Didn't I told you I love you and only you?I don't want any other man.hyung didn't I told you if I can't have you,no one should too.

     •I-I might kill my ex, not the best idea.his new bf's next, how'd I get here?I still love him though, rather be in jail than alone.

  Jagiya...I can't control myself now.how many time I asked if u don't like me anymore? Why you're forcing me to do something I don't want to? I still love you though,I rather be in jail than alone here,do u know how badly it hurts to be left alone?

   I always waited for you till long cold nights,I just wanted your warmth, your love and nothing else.

    I get sense that it's a lost cause I get the sense that you might really love him.

   Why you never loved me the way you did to him hyung..? Why..? Why did u even fake it with me at first place? I get the sense you might really love him? Don't you?   ㄱㄱㄱㄱ .

       •The text gonna be evidence,this text is evidence.i tried to ration with you,no murders,no crimes of passion but damn.

It was our 3rd anniversary and I was so happy,I always wanted to surprise my Hyung but he never had time for me but today,he was here with me. I heard a ding from his phone and even tho I know I shouldn't touched anyone's thing without permission but we're one .

I never expected this but ...

" Hyung"

"Minho hyung!!"I couldn't stop the tears when I found a text on his phone from someone saved as "jagiya ❤️"

"What happened to you now?!"  He coldly shouted at me. That hurts, really.

"Who is he?",

"W-what the fuck! Why did you touched my phone without permission!?" Huh? Now I need permission to touch your stuff hyung?

"Answer me first hyung!"

"D-did you c-cheated on me?" I hoped it's just some misunderstanding or something but..

"Yes, so what?"I can't believe,no he just didn't,he didn't , it's just a bad dream noooo.

"Hyun-" "shut the crying, this,this is why I never loved you.such a crybaby grow up bitch" whats with the sudden change hyung?

"But why did you keep me in dark? It's been fucking 3 year of our relationship hyung! Have u ever loved me? I guess they were right when they said you're a play boy and will date me only for my body, but I never believe them hyung, because I loved you,I loved you so much now I have nothing but only you!"

  "Look seungmin I'm sorry,I tried to love you but I can't...I-I bored with you, you were always busy with your studies and accidentally I fall in love with someone who was with me the whole time I was left alone"

"Let's broke up" I feel my breathing getting harder,I just can't stop the pain.

"No hyung ...I can't hyung,I can't without you" I begged and grabbed his hands but...

"Let me go seungmin!" And he lefted me all alone,

"Hyung ple-"i felt a sudden sharp pain in my chest, everything was blur the next moment i Don't know what happened, when I woke up I saw hyunjin by my side, hyunjin my best friend the only person who knows about my problems.

   • You was out of reach,now I'm in amazement, playing on my patience.

  Remember when I tried to call you?I searched for you like a crazy, day and night I was crying for you,my life become a living hell for me,you changed your number,where were you?

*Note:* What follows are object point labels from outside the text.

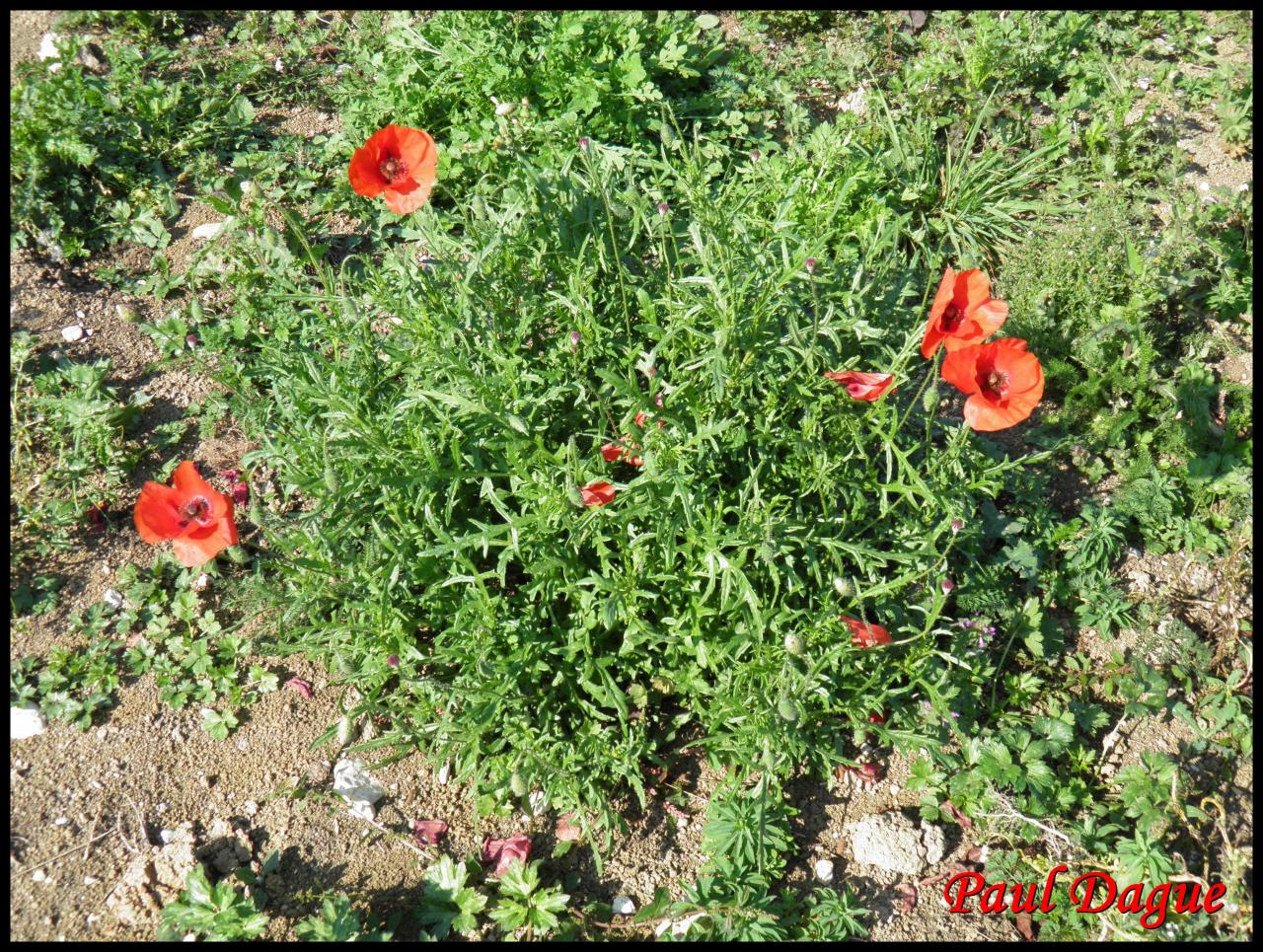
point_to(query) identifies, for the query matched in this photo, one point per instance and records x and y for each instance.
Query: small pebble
(623, 906)
(825, 870)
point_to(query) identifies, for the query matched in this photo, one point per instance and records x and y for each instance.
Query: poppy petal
(406, 203)
(991, 316)
(960, 369)
(598, 494)
(365, 170)
(973, 289)
(419, 154)
(157, 514)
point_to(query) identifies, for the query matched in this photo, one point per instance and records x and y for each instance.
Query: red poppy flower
(400, 163)
(963, 312)
(860, 385)
(505, 852)
(598, 494)
(197, 519)
(864, 635)
(1003, 382)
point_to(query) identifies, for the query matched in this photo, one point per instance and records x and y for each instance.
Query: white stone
(48, 45)
(208, 230)
(853, 103)
(356, 785)
(26, 721)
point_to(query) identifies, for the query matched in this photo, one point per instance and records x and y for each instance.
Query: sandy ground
(90, 810)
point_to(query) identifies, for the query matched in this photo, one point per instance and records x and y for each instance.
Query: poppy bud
(517, 784)
(239, 555)
(788, 708)
(929, 401)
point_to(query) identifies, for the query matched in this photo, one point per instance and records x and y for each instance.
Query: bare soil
(91, 808)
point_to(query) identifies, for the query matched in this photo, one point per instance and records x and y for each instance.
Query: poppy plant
(397, 163)
(864, 635)
(860, 385)
(1004, 383)
(598, 494)
(613, 452)
(963, 312)
(197, 519)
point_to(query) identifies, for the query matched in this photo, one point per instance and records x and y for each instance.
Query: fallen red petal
(428, 833)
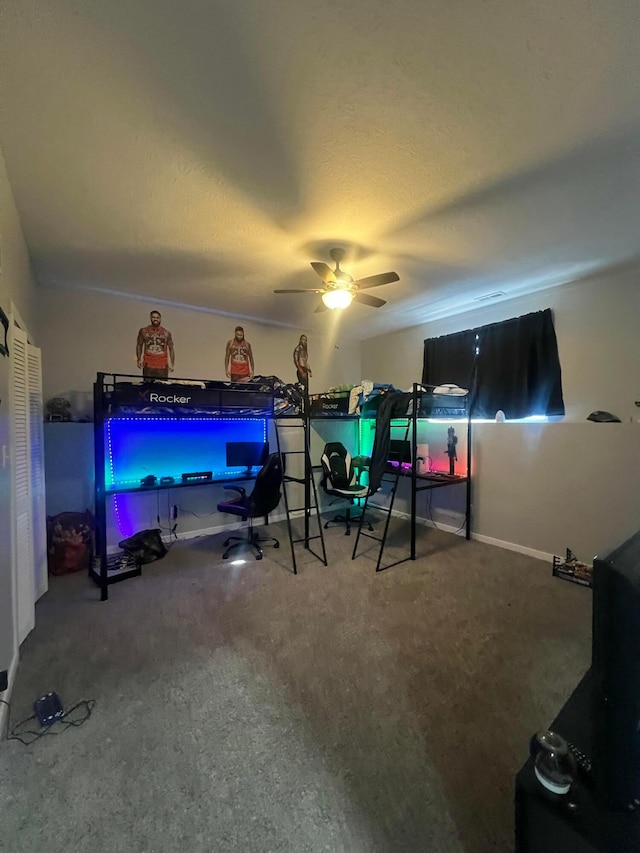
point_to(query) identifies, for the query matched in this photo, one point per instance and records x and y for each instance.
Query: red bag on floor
(69, 542)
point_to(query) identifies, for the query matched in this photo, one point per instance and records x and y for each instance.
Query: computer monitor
(616, 670)
(246, 454)
(399, 451)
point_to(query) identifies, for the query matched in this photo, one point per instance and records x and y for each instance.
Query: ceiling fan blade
(325, 272)
(377, 280)
(306, 290)
(366, 299)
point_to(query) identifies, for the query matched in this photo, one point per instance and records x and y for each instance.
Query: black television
(615, 674)
(399, 450)
(246, 454)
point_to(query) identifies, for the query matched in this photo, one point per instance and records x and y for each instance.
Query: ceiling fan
(340, 290)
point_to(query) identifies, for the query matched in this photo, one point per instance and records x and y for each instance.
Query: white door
(37, 480)
(23, 534)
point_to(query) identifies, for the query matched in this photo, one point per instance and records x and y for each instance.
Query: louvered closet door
(36, 479)
(23, 534)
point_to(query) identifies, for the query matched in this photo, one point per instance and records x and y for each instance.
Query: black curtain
(517, 368)
(450, 359)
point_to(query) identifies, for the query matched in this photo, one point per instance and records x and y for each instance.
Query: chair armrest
(238, 489)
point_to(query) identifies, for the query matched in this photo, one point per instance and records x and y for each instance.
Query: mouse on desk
(603, 418)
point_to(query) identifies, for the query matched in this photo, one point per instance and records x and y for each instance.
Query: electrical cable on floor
(18, 734)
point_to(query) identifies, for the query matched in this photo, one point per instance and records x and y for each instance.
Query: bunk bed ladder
(387, 477)
(310, 493)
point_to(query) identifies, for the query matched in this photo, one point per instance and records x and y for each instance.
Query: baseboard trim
(458, 530)
(6, 696)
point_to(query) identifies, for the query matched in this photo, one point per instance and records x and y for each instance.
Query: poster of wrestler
(301, 361)
(238, 358)
(154, 349)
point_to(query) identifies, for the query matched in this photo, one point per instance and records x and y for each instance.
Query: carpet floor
(242, 708)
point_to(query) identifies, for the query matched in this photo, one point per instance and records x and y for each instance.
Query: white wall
(17, 290)
(570, 484)
(89, 331)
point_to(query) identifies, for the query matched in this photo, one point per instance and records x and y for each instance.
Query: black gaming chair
(340, 481)
(264, 498)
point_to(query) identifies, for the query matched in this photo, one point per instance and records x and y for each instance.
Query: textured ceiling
(203, 152)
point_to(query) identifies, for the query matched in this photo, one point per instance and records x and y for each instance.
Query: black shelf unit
(423, 403)
(114, 393)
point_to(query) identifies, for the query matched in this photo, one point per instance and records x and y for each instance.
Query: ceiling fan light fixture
(337, 298)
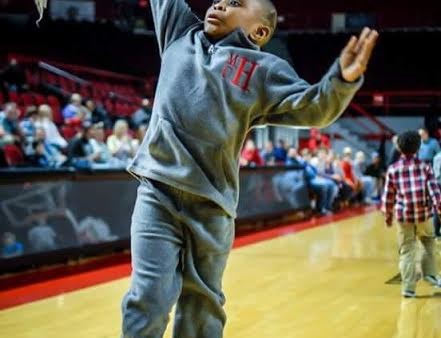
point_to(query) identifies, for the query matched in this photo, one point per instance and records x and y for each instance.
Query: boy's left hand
(355, 56)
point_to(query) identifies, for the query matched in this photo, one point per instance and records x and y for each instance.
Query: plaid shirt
(412, 190)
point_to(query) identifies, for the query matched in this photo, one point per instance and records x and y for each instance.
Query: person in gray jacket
(215, 85)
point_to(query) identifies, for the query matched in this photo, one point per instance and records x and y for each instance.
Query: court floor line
(41, 290)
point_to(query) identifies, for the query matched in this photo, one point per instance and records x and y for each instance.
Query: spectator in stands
(5, 138)
(348, 172)
(38, 157)
(142, 115)
(268, 155)
(332, 170)
(306, 154)
(80, 150)
(75, 112)
(11, 247)
(120, 142)
(98, 114)
(99, 146)
(10, 121)
(429, 147)
(13, 77)
(292, 157)
(42, 238)
(47, 152)
(437, 172)
(28, 127)
(317, 140)
(45, 121)
(368, 182)
(140, 134)
(280, 152)
(394, 154)
(325, 189)
(376, 170)
(250, 156)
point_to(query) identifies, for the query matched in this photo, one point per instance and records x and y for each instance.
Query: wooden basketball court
(334, 280)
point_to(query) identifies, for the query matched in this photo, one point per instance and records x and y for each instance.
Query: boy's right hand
(355, 56)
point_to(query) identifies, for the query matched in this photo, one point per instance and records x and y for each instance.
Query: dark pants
(180, 245)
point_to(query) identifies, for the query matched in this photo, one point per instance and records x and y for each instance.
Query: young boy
(412, 192)
(215, 85)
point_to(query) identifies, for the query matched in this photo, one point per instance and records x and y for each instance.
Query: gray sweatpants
(180, 245)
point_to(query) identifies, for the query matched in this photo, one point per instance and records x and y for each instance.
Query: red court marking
(56, 286)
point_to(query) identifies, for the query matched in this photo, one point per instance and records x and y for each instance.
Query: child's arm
(434, 190)
(388, 199)
(292, 101)
(171, 18)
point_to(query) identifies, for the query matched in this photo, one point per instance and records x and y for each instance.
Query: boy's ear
(261, 35)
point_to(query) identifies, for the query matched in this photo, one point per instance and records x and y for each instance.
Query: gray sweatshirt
(210, 95)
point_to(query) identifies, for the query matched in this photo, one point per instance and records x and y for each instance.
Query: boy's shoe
(432, 280)
(408, 294)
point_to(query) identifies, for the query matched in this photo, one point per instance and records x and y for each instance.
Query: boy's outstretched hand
(355, 56)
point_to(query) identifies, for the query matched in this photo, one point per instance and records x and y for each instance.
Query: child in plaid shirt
(411, 189)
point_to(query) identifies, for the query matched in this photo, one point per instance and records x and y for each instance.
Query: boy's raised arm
(172, 18)
(292, 101)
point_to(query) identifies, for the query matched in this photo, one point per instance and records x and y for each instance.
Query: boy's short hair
(270, 15)
(409, 142)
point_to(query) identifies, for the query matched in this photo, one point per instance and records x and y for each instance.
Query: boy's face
(225, 16)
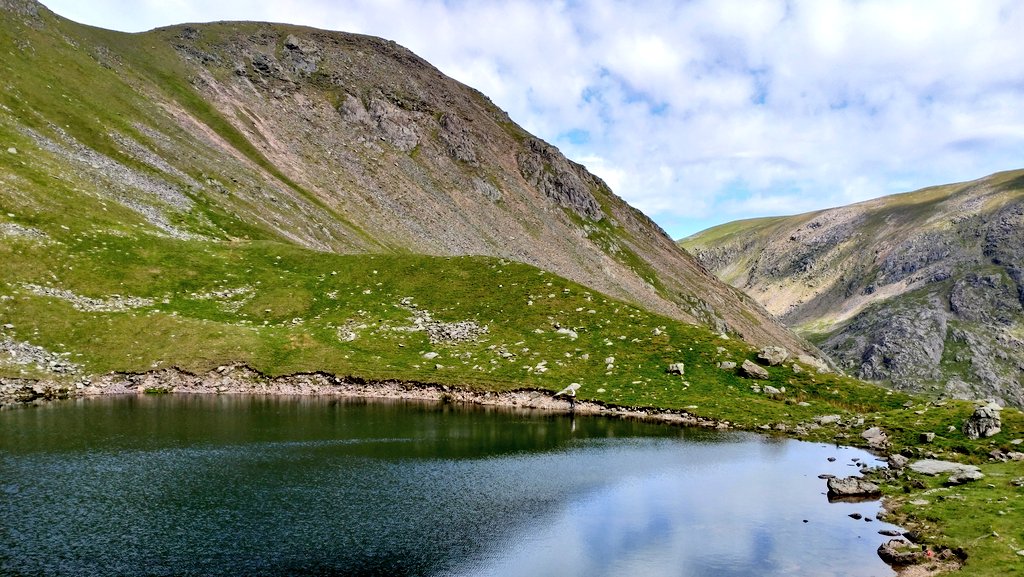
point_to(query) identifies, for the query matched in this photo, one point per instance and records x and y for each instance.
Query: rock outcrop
(852, 487)
(753, 370)
(984, 422)
(924, 291)
(337, 142)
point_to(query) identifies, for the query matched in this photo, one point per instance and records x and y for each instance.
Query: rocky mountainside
(337, 142)
(924, 290)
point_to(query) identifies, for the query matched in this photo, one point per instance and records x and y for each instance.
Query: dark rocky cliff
(339, 142)
(923, 290)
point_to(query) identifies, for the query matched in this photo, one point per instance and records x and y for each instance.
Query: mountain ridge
(352, 143)
(922, 289)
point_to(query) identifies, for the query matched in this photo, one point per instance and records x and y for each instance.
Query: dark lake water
(178, 485)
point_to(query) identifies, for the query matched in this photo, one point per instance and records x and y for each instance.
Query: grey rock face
(900, 552)
(773, 356)
(983, 422)
(301, 54)
(852, 487)
(904, 346)
(876, 438)
(934, 281)
(965, 477)
(753, 370)
(558, 178)
(898, 461)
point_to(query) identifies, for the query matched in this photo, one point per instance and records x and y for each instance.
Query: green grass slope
(923, 290)
(142, 228)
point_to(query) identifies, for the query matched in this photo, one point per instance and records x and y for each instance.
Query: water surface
(230, 485)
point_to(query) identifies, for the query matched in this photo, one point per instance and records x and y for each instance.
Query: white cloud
(710, 110)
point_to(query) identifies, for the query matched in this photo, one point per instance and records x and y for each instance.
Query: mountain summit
(924, 290)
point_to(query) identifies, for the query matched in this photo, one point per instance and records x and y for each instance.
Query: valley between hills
(268, 205)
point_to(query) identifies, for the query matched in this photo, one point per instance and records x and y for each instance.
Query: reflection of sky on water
(717, 509)
(272, 487)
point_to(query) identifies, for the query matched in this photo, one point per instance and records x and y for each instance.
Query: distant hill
(923, 289)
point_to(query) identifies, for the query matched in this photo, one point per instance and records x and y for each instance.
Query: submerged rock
(876, 438)
(852, 487)
(898, 551)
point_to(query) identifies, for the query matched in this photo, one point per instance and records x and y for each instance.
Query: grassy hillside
(923, 291)
(300, 201)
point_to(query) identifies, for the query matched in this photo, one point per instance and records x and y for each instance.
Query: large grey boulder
(773, 356)
(852, 487)
(876, 438)
(900, 552)
(752, 370)
(966, 476)
(984, 422)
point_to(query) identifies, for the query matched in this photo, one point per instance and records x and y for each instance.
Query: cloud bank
(708, 111)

Leaved me in the dark with pain?

    •If I can't have you,no one will.i Just killed my ex,killed his bf next, how'd I get here? I still love him, though Rather be in hell than alone.

  "You know I always wanted to treasure you,I wanted to give u all of my love,I don't care I want you and Just you! Dead or alive, it was hard for me love, it was hard for me to kill you but "I did it all for love,I did it all on no drugs,I did all of this sober,I did it all for us,all for us" you told me you love my singing Right? I will always sing this song for you whenever I will visit your grave my love. Please take care I will be with you soon,wait for me hm?.

With that I tooked my last breathe. Still can't understand why this all happened with me? All I wanted was just love. At least after death I will have it? Writing this all in my dairy so one day when someone will read this will know how much in pain I was.till now I might have been died right? I had cancer, last time when I was in hospital they told me I was in my last stage,no one can save me. I wish I could have spend my last days with you my love.but u never cared.

  [Sometimes love makes you do the things which you will regret later,not all people are destined to be 2gether alive,some are destined to be 2gether after death</3]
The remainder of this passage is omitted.